"The Miracle Worker" Is A Timeless Classic Of Teaching Others And Overcoming Obstacles

Feb 14, 2014

Photograph of Helen Keller at age 8 with her tutor Anne Sullivan on vacation in Brewster, Cape Cod, Massachusetts. Sullivan moved in with the Kellers in 1887, and began a teacher-pupil relationship that would last five decades.
Credit New England Historical Society

Before she was known as an author, a humanitarian, a champion for women's rights, and advocate for the deaf and blind, Helen Keller was a bit of a tyrant.

She lost her vision and hearing she was two. This left her parents unable to effectively communicate with her and handle her constant outbursts. Following tip of telephone inventor Alexander Graham Bell, the Kellers visited the Perkins Institute of the Blind, where they found Anne Sullivan.  

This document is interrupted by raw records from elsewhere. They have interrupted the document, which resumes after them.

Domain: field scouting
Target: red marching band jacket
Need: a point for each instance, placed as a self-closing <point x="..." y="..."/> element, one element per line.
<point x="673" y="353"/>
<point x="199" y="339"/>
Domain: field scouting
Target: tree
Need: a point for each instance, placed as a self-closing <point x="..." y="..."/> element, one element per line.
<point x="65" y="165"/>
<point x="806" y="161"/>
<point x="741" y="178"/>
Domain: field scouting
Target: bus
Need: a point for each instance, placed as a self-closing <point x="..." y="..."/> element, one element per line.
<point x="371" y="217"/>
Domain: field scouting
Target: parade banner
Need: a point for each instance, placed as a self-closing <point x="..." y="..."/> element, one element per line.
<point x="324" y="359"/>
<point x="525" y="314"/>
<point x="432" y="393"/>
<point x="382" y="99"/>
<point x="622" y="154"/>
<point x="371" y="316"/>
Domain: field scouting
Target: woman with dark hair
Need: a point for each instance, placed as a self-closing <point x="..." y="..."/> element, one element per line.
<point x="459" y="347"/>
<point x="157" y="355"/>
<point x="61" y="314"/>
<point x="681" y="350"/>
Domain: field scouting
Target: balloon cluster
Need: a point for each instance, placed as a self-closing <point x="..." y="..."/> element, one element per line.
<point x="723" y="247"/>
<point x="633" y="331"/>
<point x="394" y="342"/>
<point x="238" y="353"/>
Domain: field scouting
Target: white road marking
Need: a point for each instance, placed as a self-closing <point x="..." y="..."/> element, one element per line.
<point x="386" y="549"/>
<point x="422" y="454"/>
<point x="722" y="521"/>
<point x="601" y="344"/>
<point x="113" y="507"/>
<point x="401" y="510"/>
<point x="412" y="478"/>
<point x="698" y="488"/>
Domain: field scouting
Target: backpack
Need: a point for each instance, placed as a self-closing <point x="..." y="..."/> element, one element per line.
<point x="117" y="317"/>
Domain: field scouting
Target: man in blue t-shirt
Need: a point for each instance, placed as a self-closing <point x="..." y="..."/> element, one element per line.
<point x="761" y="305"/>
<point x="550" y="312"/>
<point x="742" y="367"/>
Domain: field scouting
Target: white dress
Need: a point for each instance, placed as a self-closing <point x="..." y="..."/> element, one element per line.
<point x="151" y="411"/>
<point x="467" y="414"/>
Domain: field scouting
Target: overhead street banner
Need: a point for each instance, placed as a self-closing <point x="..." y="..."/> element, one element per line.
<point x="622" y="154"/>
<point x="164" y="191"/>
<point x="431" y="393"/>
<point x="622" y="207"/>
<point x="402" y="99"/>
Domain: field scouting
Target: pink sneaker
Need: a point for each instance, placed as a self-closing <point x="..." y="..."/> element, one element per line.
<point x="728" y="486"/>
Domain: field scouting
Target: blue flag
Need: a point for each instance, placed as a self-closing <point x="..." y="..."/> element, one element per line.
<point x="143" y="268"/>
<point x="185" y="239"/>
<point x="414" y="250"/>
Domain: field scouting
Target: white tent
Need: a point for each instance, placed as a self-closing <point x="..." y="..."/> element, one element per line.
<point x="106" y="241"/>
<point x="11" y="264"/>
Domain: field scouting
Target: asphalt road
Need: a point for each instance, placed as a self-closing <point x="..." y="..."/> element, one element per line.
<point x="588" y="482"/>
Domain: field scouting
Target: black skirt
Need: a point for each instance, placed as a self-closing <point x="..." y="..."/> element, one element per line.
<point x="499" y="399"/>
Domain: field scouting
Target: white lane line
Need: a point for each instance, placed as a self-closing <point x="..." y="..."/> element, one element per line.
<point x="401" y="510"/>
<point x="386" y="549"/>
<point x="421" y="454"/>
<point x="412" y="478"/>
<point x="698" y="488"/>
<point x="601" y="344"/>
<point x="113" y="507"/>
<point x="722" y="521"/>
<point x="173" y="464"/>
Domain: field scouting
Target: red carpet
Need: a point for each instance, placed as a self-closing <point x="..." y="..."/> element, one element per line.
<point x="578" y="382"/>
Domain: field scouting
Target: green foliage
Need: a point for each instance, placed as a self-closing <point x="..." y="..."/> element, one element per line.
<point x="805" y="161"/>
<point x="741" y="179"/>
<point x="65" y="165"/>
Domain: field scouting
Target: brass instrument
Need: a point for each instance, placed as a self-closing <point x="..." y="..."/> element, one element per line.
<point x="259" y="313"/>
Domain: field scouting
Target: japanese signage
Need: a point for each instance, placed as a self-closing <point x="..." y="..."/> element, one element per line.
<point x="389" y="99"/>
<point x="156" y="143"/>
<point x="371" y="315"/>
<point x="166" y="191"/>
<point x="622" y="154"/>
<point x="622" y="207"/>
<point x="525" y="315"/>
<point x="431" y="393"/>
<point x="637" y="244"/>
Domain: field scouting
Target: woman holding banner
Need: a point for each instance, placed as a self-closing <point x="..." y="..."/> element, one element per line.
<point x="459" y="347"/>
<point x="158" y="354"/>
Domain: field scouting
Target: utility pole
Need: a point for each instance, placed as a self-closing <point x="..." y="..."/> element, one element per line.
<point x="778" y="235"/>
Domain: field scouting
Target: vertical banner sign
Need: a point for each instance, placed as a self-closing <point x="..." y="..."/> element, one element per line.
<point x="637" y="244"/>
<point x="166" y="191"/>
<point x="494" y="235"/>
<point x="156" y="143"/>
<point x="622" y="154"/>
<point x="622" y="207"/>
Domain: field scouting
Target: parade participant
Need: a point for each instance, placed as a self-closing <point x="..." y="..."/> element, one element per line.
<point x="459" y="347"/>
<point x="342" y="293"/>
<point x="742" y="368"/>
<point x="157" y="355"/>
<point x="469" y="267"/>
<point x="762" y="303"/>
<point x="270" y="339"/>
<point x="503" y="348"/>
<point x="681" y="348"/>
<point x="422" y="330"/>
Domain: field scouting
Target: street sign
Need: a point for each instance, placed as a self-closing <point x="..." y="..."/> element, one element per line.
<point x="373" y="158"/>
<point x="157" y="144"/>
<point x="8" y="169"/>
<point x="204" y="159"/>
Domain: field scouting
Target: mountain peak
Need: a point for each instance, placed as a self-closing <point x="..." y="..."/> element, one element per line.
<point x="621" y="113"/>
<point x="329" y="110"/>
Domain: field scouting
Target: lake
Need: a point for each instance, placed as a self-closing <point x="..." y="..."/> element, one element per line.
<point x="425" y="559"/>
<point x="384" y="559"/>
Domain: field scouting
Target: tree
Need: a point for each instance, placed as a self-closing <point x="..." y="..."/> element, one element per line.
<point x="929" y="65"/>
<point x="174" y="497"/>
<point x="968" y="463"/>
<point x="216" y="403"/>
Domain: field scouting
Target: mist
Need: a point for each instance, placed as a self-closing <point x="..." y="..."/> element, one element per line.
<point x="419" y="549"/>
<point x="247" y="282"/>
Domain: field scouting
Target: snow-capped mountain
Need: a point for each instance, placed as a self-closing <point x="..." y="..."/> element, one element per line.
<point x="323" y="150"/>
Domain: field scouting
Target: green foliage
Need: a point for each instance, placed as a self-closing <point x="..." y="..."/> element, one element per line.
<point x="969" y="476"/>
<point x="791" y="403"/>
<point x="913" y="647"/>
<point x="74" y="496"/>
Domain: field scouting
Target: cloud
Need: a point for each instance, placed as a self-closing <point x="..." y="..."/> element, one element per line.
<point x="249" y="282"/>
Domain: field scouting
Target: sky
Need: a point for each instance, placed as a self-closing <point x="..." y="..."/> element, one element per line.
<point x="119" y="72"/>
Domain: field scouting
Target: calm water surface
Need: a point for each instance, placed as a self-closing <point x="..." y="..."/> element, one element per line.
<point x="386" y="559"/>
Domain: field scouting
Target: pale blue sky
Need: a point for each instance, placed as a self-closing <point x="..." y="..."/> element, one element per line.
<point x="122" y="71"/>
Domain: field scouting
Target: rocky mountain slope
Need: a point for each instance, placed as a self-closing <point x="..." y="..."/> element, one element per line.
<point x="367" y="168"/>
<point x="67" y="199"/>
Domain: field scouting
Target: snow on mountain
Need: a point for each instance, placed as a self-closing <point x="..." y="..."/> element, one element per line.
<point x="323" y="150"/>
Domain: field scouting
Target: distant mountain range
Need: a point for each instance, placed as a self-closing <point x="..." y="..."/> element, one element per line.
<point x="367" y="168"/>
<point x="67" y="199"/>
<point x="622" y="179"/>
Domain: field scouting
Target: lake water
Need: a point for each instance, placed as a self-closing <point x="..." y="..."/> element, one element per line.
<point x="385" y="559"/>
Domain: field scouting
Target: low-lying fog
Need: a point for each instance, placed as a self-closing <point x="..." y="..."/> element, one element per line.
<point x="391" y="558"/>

The start of what would be a five-decade teacher-pupil relationship was made into the play "The Miracle Worker," the latest production to be performed at Kalamazoo Civic Theatre.

"She had done all the readings, she had been through all the teachings, and she was going to teach this child language, and I think when she got thrown into it - her whole world turned apart and she says many times in this show [that] she doesn't know what to do," says Sara Raddis, who stars as Anne Sullivan.  Sullivan was only twenty years old when she moved in with the family in 1887. "Her one focus and belief is that no person should be kept in this darkness and not be able to communicate with the outside world."

By signing words into her hand, Keller was able to figure out that each object had a name connected to it. The lightbulb moment sent Keller on a lifelong affair with learning as much as she could.

"I think this play reminds us that there's something more than just seeing and hearing and speaking - that there are other ways that we can experience the world, other ways that we communicate with each other - through smell, through touch - and that maybe we shouldn't be so shortsighted to think that seeing puts you in one category or another in the way in which you view the world," says managing director Kristen

In the six decades that have followed since the original script was written, deaf and blind people have made strides that were unfathomable in Helen Keller's time. But Chesak feels the play's overarching message of overcoming limitations is one that still resonates today.

"These two people - if they had just given up and decided 'I can't communicate like everyone else' - then what would have happened? And that really is how I have approached this play."

"The Miracle Worker' will be performed at the Kalamazoo Civic Theatre until March 1.